Lucide, beaucoup trop peut-être, Philippe Sollers a donc choisi d’occuper le centre du milieu, nous voulons dire ce quadrilatère qui comprend le sixième, une fraction du septième arrondissement de Paris, ce territoire qu’Erik Orsenna compare au Vatican.

Polémiste à tout  crin, flâneur haut en couleurs, Sollers inventa parfois des romans fragiles et des essais furtifs. Il ne méritait pourtant pas d’être réduit comme en cendre à sa caricature.

On ne doit pas oublier ses ouvrages majeurs, ses articles formidables parus dans Le Monde – il poursuivit l’entreprise dans Le Journal du dimanche –, les revues, Tel Quel, puis l’Infini, par le biais desquels naquirent aussi de bons livres – « Ingrid Caven » de Jean-Jacques Schul, en particulier, Gallimard en couronnement. 

Féroce, un soir d’« Apostrophes », Patrick Modiano dit des livres de Sollers qu’ils lui rappelaient Sacha Distel – une façon de déclasser celui qui, fin des années soixante-dix oblige, se prétendait encore un révolutionnaire. De la part d’un jeune homme qui, sans le dire, en douce, prolongeait l’inspiration de Simenon, cela ne manquait pas de toupet.

Certes, « Femmes » a tout l’air de l’épate-bourgeois tel qu’autrefois, dans les chaumières, on en frémissait. Mais l’avez-vous lu ? Pour vous, nous en avons pioché sur la toile quelques lignes : « Tous ces corps, tous ces visages de femmes, surgis en relief dans le mouvement… Le mouvement de quoi ? D’une pénétration, bien sûr. Vrille à regarder jusqu’à l’extrême limite. Qui ne ferme pas les yeux en chemin. Si vous gardez les yeux ouverts dans l’amour, dans la mort, alors apparaissent les déformations fondamentales… Un œil… Trois yeux… Treize doigts… Le front et le menton sans rapports… Le viol de l’image. La langue dardée comme un couteau… Le tourbillon sur place de la figure en souffrance ; cris, larmes, agonie, décomposition tenue… »

Ce n’est peut-être l’absolu du roman qui traverse les siècles, mais à coup sûr une tentative réussie de faire vivre la littérature.

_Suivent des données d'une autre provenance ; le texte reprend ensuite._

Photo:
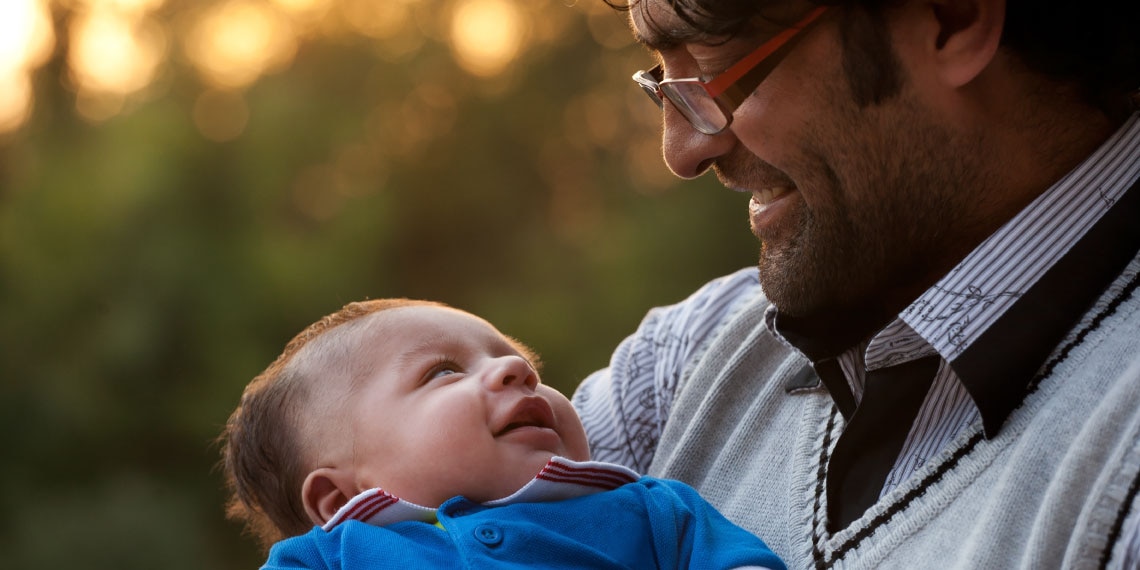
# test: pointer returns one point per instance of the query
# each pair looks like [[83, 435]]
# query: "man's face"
[[450, 407], [851, 203]]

On en fait le pari, viendra bientôt le jour où les rieurs tairont leurs critiques, où l’ironie laissera la place à la lecture. Alors on se rendra compte que Sollers, épris de littérature, avait de la légèreté comme d’autres l’esprit de sérieux. Les témoins défileront pour dire leur gratitude, les amateurs enfin trouveront du charme à ses récits.

L’aviateur du quartier Guynemer a mis les voiles. Vogue-t-il du côté de l’Atlantique ? A Ré, mondain toujours, mais vrai, Sollers aimait causer, rêver, se poser, laisser vivre ses blessures intimes et familiales à l’abri des regards. Fini de jouer. Le soleil a rendez-vous avec les mots.